The first and only person to be convicted of rioting over violent clashes on a notorious date of the 2019 Hong Kong protests has been jailed for four years, after the judge dismissed his defence that he was attending the anti-government demonstration as a volunteer paramedic.
Transport worker Chan Cho-ho, 25, was sentenced for his role in the outbreak of violence on the night of August 31, 2019, when an unauthorised rally from Wan Chai to Central descended into chaos that spread across Hong Kong Island.
Six co-defendants were cleared of the same charge last month as prosecutors failed to prove their guilt based solely on circumstantial evidence, including their black attire and presence near the protest scene.
Passing sentence on Monday, District Judge Frankie Yiu Fun-che said the case involved large-scale disorder outside the Sogo department store in Causeway Bay, where 300 black-clad protesters – most of whom were wearing protective armour – set fire to roadblocks, hurled petrol bombs and shone flashlights at officers.
“In the present case, the riot was clearly not one that took place spontaneously ... It was extremely threatening [to public safety],” the judge said.
Delivering Chan’s guilty verdict last month, Yiu said it was clear the defendant was equipped with a chest guard, arm bracers, respirator, helmet and a pair of goggles so he could take part in the riot.

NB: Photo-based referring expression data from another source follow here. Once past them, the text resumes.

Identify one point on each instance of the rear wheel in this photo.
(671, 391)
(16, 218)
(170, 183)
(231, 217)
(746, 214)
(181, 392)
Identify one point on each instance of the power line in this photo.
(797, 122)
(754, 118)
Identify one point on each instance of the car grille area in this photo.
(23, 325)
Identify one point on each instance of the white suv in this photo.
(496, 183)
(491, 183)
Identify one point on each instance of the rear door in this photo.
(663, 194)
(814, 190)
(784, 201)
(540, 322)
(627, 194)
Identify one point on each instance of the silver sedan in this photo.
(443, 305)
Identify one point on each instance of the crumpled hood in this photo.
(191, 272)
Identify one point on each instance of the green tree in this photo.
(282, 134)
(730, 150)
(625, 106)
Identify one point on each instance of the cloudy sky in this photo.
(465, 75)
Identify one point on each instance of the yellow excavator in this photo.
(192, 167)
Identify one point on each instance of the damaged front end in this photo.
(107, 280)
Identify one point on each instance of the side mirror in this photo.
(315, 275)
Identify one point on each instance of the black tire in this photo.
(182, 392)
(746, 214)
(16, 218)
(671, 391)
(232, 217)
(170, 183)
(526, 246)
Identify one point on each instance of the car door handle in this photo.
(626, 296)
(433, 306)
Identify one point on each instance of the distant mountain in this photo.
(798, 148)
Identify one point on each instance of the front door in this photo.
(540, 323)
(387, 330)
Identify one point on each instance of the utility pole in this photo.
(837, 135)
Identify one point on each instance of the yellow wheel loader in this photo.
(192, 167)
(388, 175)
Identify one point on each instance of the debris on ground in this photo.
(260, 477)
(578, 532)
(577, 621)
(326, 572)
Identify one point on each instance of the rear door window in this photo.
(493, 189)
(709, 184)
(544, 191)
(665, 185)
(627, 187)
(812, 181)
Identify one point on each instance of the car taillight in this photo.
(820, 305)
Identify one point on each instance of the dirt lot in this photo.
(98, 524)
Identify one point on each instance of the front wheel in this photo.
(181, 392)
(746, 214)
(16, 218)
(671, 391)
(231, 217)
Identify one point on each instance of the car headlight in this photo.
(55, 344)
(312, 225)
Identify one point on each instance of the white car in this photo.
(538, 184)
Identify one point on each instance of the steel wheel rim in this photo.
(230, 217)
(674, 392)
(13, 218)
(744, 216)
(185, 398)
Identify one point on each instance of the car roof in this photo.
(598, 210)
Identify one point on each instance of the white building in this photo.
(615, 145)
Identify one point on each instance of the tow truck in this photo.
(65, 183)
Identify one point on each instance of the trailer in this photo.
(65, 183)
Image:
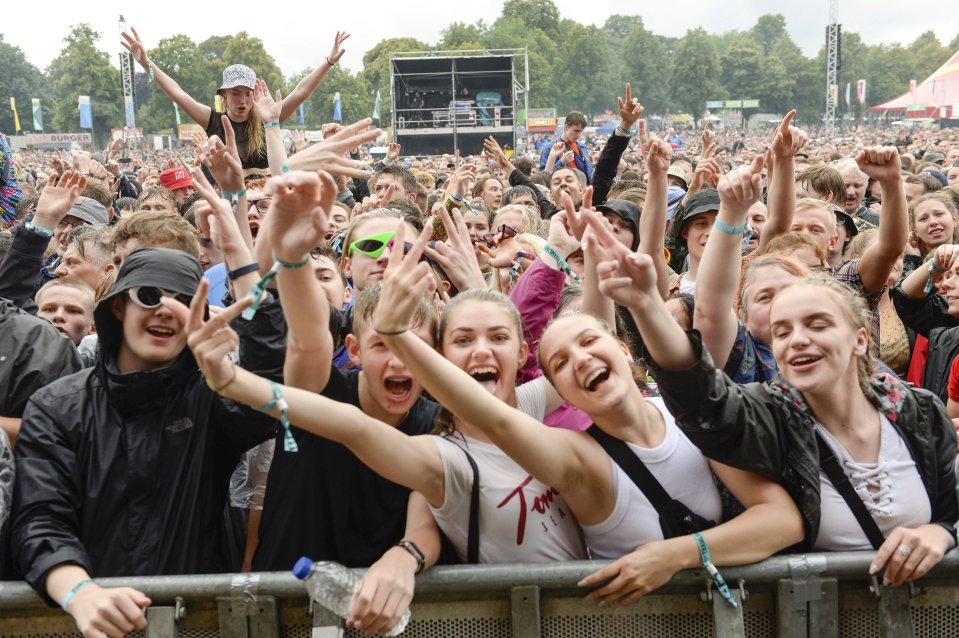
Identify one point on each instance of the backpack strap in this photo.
(830, 465)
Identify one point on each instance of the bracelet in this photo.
(718, 580)
(40, 230)
(389, 334)
(73, 592)
(220, 389)
(563, 264)
(233, 197)
(729, 230)
(415, 552)
(245, 270)
(289, 443)
(933, 269)
(292, 265)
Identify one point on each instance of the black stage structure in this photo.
(444, 100)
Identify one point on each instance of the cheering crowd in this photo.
(663, 349)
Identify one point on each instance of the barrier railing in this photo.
(821, 595)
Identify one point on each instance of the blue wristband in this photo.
(73, 592)
(729, 230)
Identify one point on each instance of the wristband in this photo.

The judge dismissed Chan’s claim that he had intended to offer first aid to those injured using six rolls of bandages in his rucksack.
However, Yiu said there was no evidence Chan assumed a leading role in the riot, nor was there any suggestion the unrest had resulted in casualties.
The judge set a starting point of sentence at 4½ years in jail, deducting six months after considering the defendant’s personal circumstances. He also fined Chan HK$5,000 (US$644) for his unlicensed possession of a walkie-talkie at the scene.
The court heard Chan, who was sentenced to correctional training for drug trafficking in 2013, suffered from hyperactive disorder and dropped out of school after struggling to adapt to campus life.
After his mother was diagnosed with depression, he became a transport worker to make ends meet.
In Monday’s mitigation, Chan’s counsel Hectar Pun Hei SC said his client obtained a first aid certificate from the Hong Kong St John Ambulance Brigade in 2006, and had become a teaching assistant in some of the organisation’s courses.
The lawyer described Chan as a talented young man, adding he had been praised for voluntarily distributing masks and disinfectant to the elderly during the Covid-19 pandemic.
“At the time of the present offence, he was at the wrong place at the wrong time,” Pun said.
Meanwhile, Yiu rejected the cost applications lodged by two co-defendants who were acquitted after the trial in November, ruling they had brought suspicion upon themselves by remaining in the area despite repeated police warnings.
A total of 15 defendants have stood trial on rioting charges over the demonstrations on Hong Kong Island on August 31, 2019. Fourteen of those have been acquitted.
The justice department indicated it would appeal against the acquittal of 12 defendants, including the case of Jackie Chan Hung-sau.
The presiding judge in that case concluded prosecutors had failed to build a prima facie case requiring the social worker to submit a defence.
Following a day of widespread violent clashes on August 31, police that night entered Prince Edward MTR station using batons and pepper spray on protesters, leading to accusations they had deployed excessive force.